Dollar not what it once was

October 13, 2013

NEW YORK (Oct 13)  With the government poised to print an endless number of dollars, some history is in order, seldom do we get surprised in a bank. This past week was different. They handed me what looked like “funny money”.

It was the newly printed $100 bill. It instantly reminded me of our first skiing trip to the “Great White North”, and colored bills were currency in Canada. At that time, the “Loonie” was worth about 70 cents. However, a U.S. dollar bill could be bargained down to 50 or 60 cents Canadian in a restaurant, allowing more purchasing power.

Obviously, the Canadians wanted those $1 bills. A couple years later, the reason became clear. Each U.S. “Silver Certificate” was exchangeable for silver dimes, quarters, halves, and silver dollars at the U.S. Treasury. The underground currency market in Canada was alive.

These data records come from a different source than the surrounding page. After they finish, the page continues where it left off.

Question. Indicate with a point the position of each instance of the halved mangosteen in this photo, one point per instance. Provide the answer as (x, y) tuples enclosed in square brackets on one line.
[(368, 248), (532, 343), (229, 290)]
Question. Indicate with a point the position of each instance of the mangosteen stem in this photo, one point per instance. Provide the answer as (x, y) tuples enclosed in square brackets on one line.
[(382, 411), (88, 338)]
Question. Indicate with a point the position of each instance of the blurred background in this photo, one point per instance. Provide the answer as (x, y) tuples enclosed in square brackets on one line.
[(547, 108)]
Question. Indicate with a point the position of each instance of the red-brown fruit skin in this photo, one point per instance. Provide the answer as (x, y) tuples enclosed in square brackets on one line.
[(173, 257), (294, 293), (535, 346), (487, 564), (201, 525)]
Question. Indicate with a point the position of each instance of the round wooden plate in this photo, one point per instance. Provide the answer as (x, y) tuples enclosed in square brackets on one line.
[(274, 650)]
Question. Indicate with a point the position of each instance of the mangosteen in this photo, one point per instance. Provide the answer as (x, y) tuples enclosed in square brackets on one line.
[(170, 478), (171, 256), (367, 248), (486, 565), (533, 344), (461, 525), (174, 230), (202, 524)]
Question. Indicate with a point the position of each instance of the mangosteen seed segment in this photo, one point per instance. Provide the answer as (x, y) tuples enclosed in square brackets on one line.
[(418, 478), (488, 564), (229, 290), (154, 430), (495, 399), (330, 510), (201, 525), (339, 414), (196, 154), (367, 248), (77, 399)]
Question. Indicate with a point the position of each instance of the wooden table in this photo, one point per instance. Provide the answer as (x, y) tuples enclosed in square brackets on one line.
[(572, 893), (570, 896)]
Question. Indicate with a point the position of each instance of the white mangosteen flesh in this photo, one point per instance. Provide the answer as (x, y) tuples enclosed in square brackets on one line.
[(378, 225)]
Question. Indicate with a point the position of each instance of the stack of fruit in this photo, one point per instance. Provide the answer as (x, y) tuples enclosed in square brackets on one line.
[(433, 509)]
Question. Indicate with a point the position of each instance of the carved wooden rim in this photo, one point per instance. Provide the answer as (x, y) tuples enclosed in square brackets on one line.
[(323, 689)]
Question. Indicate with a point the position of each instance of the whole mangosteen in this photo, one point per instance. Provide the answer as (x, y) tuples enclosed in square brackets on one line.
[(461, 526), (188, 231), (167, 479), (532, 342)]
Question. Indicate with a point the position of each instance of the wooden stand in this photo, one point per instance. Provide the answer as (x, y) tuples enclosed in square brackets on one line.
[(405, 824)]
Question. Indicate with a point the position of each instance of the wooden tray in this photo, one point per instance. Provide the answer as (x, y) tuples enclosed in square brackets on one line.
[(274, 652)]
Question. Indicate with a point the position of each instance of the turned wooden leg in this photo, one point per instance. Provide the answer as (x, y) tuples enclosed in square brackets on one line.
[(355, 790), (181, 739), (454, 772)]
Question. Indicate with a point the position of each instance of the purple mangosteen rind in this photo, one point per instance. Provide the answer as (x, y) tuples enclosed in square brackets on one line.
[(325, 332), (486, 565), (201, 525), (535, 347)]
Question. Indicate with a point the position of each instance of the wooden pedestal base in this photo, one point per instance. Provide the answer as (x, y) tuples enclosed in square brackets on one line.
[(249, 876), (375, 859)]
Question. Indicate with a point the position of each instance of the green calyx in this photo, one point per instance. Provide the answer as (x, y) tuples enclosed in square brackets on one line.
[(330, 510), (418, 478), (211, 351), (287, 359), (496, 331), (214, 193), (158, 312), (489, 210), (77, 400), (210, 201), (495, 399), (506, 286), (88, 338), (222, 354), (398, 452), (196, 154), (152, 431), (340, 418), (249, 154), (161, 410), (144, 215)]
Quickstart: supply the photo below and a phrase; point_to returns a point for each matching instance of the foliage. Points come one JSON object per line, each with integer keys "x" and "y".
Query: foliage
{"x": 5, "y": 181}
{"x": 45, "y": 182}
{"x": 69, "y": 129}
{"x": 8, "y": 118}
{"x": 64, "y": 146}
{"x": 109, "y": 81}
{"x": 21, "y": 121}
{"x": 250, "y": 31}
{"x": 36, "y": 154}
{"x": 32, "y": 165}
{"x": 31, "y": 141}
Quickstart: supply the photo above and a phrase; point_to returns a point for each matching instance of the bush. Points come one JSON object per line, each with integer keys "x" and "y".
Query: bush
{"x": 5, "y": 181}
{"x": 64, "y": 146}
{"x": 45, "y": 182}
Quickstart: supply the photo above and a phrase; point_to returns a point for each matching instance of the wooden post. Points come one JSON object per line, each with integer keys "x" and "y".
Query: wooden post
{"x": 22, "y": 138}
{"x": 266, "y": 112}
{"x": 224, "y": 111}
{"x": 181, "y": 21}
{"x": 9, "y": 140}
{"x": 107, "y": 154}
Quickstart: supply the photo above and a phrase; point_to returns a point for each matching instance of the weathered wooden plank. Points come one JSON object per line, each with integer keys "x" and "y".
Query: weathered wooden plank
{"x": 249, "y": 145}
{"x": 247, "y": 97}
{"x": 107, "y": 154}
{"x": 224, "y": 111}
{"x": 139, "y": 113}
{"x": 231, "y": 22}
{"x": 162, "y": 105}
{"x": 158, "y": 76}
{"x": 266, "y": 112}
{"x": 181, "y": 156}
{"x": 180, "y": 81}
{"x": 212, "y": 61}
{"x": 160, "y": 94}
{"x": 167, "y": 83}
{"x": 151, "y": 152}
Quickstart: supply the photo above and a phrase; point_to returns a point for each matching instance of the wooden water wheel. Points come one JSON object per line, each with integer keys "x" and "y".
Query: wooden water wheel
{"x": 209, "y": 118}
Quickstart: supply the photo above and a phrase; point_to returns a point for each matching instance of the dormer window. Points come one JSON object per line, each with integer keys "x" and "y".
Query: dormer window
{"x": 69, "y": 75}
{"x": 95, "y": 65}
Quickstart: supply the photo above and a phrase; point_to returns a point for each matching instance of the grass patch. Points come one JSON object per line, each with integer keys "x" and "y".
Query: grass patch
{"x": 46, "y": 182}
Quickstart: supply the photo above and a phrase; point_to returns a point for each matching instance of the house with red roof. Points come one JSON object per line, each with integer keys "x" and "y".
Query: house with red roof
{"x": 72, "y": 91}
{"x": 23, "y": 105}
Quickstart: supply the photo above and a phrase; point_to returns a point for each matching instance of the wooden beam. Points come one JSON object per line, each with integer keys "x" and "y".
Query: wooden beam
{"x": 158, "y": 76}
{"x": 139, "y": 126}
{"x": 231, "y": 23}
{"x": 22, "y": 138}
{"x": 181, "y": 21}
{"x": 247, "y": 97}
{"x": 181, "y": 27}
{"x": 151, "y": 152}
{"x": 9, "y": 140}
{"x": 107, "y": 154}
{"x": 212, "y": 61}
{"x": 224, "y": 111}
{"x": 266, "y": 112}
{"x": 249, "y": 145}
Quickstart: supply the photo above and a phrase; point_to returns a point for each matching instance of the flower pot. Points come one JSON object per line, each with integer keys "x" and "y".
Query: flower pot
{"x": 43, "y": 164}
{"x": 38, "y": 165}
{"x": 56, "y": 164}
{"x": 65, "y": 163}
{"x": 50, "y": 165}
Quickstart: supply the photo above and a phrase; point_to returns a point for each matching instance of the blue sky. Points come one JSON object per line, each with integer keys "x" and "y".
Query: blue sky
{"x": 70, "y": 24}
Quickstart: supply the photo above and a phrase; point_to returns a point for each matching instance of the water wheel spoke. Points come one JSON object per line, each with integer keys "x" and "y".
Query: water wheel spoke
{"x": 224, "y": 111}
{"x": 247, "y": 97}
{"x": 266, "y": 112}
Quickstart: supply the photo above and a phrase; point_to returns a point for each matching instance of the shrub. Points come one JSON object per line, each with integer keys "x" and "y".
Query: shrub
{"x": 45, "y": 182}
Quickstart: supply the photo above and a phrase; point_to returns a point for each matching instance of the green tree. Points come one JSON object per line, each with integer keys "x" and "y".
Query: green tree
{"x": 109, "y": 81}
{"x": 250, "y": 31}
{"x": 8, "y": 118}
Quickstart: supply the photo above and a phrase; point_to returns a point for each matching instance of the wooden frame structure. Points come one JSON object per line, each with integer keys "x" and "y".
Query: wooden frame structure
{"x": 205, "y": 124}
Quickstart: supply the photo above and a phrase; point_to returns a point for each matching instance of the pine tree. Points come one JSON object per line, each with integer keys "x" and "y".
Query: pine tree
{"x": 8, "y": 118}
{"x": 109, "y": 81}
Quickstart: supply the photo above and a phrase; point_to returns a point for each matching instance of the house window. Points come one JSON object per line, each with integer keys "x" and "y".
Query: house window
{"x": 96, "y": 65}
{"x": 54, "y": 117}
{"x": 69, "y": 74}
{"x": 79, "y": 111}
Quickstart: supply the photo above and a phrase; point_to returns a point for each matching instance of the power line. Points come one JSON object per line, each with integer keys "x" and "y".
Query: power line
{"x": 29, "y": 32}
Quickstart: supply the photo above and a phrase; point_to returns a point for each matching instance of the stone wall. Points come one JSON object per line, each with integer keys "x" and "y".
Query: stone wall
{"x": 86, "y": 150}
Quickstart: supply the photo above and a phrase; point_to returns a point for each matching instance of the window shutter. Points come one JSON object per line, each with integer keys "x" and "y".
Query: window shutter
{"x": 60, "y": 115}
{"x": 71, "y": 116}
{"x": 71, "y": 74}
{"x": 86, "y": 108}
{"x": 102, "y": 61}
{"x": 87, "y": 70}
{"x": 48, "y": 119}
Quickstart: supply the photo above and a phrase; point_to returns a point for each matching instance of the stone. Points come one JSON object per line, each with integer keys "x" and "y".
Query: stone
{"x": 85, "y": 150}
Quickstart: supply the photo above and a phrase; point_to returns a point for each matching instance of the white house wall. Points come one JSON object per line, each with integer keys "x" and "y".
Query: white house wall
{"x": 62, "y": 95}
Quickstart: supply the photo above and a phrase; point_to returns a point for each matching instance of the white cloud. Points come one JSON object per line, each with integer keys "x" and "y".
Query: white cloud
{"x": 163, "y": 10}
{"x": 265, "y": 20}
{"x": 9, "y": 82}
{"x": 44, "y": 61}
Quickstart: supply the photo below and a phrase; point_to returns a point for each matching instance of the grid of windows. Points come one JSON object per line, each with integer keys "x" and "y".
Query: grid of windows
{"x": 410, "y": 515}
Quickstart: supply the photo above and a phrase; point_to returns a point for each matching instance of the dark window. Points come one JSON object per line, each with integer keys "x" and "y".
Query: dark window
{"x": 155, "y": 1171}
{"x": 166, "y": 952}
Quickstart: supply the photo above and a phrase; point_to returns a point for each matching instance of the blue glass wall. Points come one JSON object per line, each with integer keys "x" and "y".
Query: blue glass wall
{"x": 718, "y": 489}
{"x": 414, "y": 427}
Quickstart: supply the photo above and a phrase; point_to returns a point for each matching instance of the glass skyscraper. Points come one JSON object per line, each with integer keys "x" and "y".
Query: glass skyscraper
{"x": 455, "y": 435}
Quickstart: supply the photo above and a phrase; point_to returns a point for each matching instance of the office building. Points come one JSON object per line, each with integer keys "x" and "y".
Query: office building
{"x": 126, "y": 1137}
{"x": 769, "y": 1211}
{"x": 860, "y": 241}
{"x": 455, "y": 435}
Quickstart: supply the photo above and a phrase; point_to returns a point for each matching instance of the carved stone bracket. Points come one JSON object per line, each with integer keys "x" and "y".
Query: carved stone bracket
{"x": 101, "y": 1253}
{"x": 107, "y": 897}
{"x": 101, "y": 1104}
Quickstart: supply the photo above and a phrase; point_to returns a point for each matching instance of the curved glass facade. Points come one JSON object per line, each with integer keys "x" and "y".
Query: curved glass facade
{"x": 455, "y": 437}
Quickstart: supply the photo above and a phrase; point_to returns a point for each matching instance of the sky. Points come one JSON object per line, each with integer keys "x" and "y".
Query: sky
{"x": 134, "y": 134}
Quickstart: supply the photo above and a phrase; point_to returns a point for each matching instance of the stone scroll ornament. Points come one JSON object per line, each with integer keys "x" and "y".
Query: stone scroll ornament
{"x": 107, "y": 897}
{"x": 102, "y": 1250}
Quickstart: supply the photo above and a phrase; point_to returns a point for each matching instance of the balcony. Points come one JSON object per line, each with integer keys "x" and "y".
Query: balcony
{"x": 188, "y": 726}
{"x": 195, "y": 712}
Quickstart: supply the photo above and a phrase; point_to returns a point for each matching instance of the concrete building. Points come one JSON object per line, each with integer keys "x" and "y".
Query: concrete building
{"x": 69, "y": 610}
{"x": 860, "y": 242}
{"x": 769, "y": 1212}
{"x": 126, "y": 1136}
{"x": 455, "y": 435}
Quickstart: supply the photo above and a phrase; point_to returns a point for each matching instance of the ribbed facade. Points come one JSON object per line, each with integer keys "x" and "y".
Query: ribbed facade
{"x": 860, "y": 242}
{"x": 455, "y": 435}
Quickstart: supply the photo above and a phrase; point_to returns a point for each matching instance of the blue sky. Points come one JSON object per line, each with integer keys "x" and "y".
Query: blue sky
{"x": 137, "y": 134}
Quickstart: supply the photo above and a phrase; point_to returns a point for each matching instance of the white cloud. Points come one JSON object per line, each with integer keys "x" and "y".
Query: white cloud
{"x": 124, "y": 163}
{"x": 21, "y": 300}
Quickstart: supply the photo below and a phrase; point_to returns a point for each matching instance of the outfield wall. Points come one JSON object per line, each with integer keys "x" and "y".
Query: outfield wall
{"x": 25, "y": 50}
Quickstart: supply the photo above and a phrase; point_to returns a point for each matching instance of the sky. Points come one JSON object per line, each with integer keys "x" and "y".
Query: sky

Here in the states we were blissfully unaware. In geographic areas where mining was a significant factor in the economy, metals were more desirable than paper bills.

A few years earlier in Alaska, I discovered that their banks sent paper bills back to the Federal Reserve in San Francisco, and kept the silver dollars. It was interesting, but did not fully register.

In the late 1960’s the U.S. government began removing silver coins from circulation. Furthermore, the deadline when an individual could turn in the $1 “Silver Certificate” and receive silver in return had been set.

Circa early 1970’s, on a train to Chicago, a very classy lady boarded in Warsaw, Ind. We struck up a conversation, and she related that her trip was to the Chicago Federal Reserve Bank. She was going to exchange her $1 Silver Certificates for 100-ounce bars of silver.

Another passenger related that he had gone to the local bank and taken rolls of coins. After removing the silver, he took the other coins back, and repeated the process. Before silver coins had finally disappeared from circulation, he had a cubic foot of silver coins.

In the early 1970’s, the silver dollar was worth $1.29. What is the silver dollar the train people had worth today? Over $16.

Gasoline was 20 to 25 cents a gallon then, or about four to five gallons per dollar. Today a dollar gets us to the next pump.